Thanks for the info...

This DVD player has the VIDEO OUTPUT setting FIXED at INTERLACE-YUV. It cannot be changed. I will check these other options...I think I am missing a page in my manual that explaines how to set it up though. There is literaly a BLANK PAGE.

Joey


----------



## salvasol (Oct 31, 2006)

Can you access their website and look for that page??? ...if not, you will need to contact them.

I'm sure that the Video output (Interlace) doesn't have nothing to do with the problem.

I did a quick search and din't find it online ...


----------



## Joey1127 (Nov 14, 2008)

salvasol said:


> Can you access their website and look for that page??? ...if not, you will need to contact them.
> 
> I'm sure that the Video output (Interlace) doesn't have nothing to do with the problem.
> 
> I did a quick search and din't find it online ...

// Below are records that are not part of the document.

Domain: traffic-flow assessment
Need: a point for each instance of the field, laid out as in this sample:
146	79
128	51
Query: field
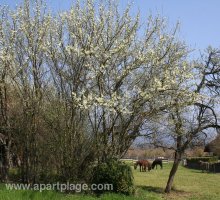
189	184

I beleive that DAEWOO INTERNATIONAL is no more! I tried to call them and I get " YOUR CALL CANNOT BE COMPLEATED". Not sure what to do at this point...buy another $40.00 DVD player I guess???

Joey


----------



## salvasol (Oct 31, 2006)

Joey1127 said:


> I beleive that DAEWOO INTERNATIONAL is no more! I tried to call them and I get " YOUR CALL CANNOT BE COMPLEATED". Not sure what to do at this point...buy another $40.00 DVD player I guess???
> 
> Joey


Or better ...spend $40-$50 and get a DVR/VCR combo at ebay :bigsmile: (I got a pair a couple of weeks ago for under $40).


----------